A very delicate biography of a common but very talented Jewish Girl in the Paris during the war. It describes the routine of life: family, studies in the Sorbonne and leaves the many impressions of a vibrant city even at the start of occupation under the fascist heel. Descriptions slowly start to veer off towards a darkened much more solitary city where nobody any longer feels safe, Loss of routine, the sense of danger on every corner, the festive life of the German elite, the constant menace of the Gestapo lead toward a foreseen denuement. If one wants to feel how it was living during the war years in Paris, this is a book to read.
Helene Berr - an assimilated French Jew - started writing a journal during the German occupation in April 1942 when she was 21 years old. Her family was well-to-do and she studied at the Sorbonne. She was intelligent, cultured, and sensitive, had many friends, and loved life.
For a time her life under the Germans remained fairly normal. She continued to visit friends and the family's summer place in the country, read English literature, and played violin at small recitals. She fell in love with a young man and wrote of her passion for nature and poetry.
Things started to change for her when Jews were ordered to wear the yellow star. She began to feel different from other people and thought about fleeing to the south of France where it was supposedly safer for Jews. However, she couldn't bring herself to act in what she considered a "cowardly" way and decided to remain in Paris.
She wrote about the roundups of Jews and their transfer to transit camps like Gurs and Drancy - and from there, somewhere to the east. Many of her friends were snatched off the streets and deported with no notice whatsoever. At this point she helped out at a Jewish aid organization, taking orphaned children for nature walks and working at the group's headquarters - until the Germans closed it and the children were deported.
Her last entry in February 1944 reads: "Horror. Horror. Horror." She was deported and sent to Auschwitz and later to Bergen-Belsen. By chance, Anne Frank, the famous diary writer, was there at the same time. Helene contracted typhus (also like Anne) and died after a beating a few days before the camp was liberated.
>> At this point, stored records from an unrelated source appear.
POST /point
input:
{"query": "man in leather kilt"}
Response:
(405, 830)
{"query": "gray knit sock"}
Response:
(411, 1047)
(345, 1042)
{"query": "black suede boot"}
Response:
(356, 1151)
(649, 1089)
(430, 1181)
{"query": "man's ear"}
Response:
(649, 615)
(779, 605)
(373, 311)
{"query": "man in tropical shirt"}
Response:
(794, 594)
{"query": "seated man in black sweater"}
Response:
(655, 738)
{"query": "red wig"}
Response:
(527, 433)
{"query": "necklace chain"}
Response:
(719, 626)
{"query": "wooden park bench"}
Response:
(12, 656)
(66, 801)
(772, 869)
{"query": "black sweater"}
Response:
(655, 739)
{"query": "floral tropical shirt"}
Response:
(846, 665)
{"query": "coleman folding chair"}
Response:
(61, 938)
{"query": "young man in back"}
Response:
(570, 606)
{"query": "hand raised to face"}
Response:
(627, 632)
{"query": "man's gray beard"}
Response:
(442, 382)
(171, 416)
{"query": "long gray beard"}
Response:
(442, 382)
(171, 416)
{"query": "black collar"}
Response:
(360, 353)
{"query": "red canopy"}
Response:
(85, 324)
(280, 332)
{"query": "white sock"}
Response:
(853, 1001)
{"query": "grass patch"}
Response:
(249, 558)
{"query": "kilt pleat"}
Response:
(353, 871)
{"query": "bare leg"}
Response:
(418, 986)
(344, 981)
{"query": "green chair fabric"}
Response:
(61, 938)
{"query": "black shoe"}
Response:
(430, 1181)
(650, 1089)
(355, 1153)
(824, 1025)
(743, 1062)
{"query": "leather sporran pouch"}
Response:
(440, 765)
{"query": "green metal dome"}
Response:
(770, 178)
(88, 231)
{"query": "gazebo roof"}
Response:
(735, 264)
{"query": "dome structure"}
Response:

Helene Berr's journal is unique and moving and deserves to be widely read. Her voice sounds almost contemporary and in the first part of the book she writes often and intensely of her ideals, loves, and hopes for the future. Later, after the raids begin, her entries are about helping the children and watching her friends disappear. Her journal shows what it was like for French Jews under the Nazis - something less written about than the killing fields in Poland - from the gradual erosion of civil rights to street arrests and final deportation to an unknown, tragic destination.
I have read many books and studied about the Holocaust, but this is the first one I have read that is about conditions in France. Helene Barr graduated from the Sorbonne and was an extremely bright, sensitive and accomplished young lady. Her writing is so beautiful. One does not find writers today who write as she did. It like reading poetry. Her vocabulary is extensive and her writing shows it unlike the writers of today who can only use words that five or six letters in them. What a loss to the world that she died so young and so brutally at the hands of the Germans. The French Jews were like the German Jews who felt they were Germans first and nothing would happen to them. Many waited and waited until it was too late to leave France and Germany. When she finally accepted the facts, she stayed to help save the children and to document what the Germans were doing to the Jews. She was truly an amazing young woman and I liken her to Channa Senash. .for her bravery. Channa composed some beautiful songs while waiting to die at the hands of the Nazi's in prison in Hungry. There is so much to learn from her Journal and I hope you will read it even if you know the whole story and it's ending. It is rare to read a book written so beautifully, by someone who grew up in what was then thought of as a kinder age. Living in wealth, with wonderful friends and family. An idyllic life that turned into a tragedy as many stood idly by. We are so lucky that the journal was found, translated and written, as she gave her life for it.
Helene Barr's journal is a remarkable piece to read alongside The diary of anne Frank.because Helene was allowed to live in Paris without hiding. the slow erosion of rights and everyday pleassures is noted, but she continues to study at the sorbonne and then works with Jewish orphans. Only very slowly do she and her influential family realize the danger they are in.
This book was recommended to me by the Owner of Paris Walks, a very good way to see Paris. It is well worth reading.
I loved this book--Helene Berr was a beautiful writer living in a time of horror. Her desire to see good in people did not allow to comprehend what horror mankind can inflict on one another. It was great to read a diary from the French perspective and from one who was so well educated. I am not as familiar with the French Occupation so this really helped me to understand what life was like for the Jews in Paris.
As Jews,we grow up with The a diary of Anne Frank. The Journal of Helene Berr is just as important. Unlike Anne Frank,Helene Berr was a college senior at the Sorbonne,and from a wealthy family. Her journal is completely relatable,and has a timeless feel,except for the fact that we all know how this will end,she could be our contemporary. She writes out her feelings ,at times using literary allusions. ,at times. This is an important journal,and should be read. Especially with the white supremacy movement supporting Donald Trump. This could easily happen here.
It is a different way to read about those dark days through the eyes of a very intelligent young woman just starting her life. Keeping track of all the characters was a challenge but not a distraction.